Scheiber points to stimulus funds for research on electric vehicles as an example of the industrial policy he has mind.
In fact, the White House already has the beginnings of an industrial policy. The Office of Science and Technology Policy (OSTP), a White House office established by Congress in the 1970s and currently headed by John Holdren, advises the president about science and technology issues and attempts to coordinate science and technology policy.
Thus far, the OSTP has focused much of its energies on climate change. Holdren has testified twice before Congress about the environment, once about interagency efforts to improve the science supporting climate change research and once about the effects of climate change on agriculture and forestry.
But the OSTP is also the primary coordinator for research and development decisions across the federal government. Along with the Office of Management and Budget, the OSTP works with a wide range of different agencies to determine presidential priorities for R&D. In testimony to the House Committee on Science and Technology earlier this year, Holdren laid out the administration's "R&D budget," an informal document that lists any and all administration budget proposals that affect investments in areas like clean energy, broadband, health care information technology, and education. The 2010 budget includes $64 billion in nondefense R&D spending, with particularly large increases in education and health.
The OSTP is a natural office to direct Scheiber's industrial policy. Its innocuous mission and name provide it credibility to direct R&D investments in an innocuous way that avoids false accusations of government ownership of the means of production.

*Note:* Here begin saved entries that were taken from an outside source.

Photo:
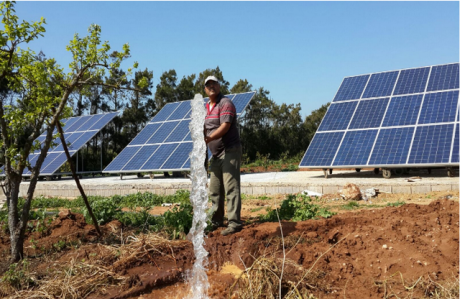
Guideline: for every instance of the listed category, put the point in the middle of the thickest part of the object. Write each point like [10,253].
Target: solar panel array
[399,118]
[165,142]
[77,131]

Still, the OSTP's ersatz budget cannot replace actual policy. An R&D budget - like the efforts of other White House interagency offices that attempt to transcend agency "silos" (the heads of these offices are often referred to as policy "czars") - is cobbled together from the priorities of powerful bureaucracies whose priorities are often different from, if not at odds with, those of their counterparts.
The OSTP can point out how in aggregate the administration has the beginnings of an industrial policy, but it cannot implement one on its own.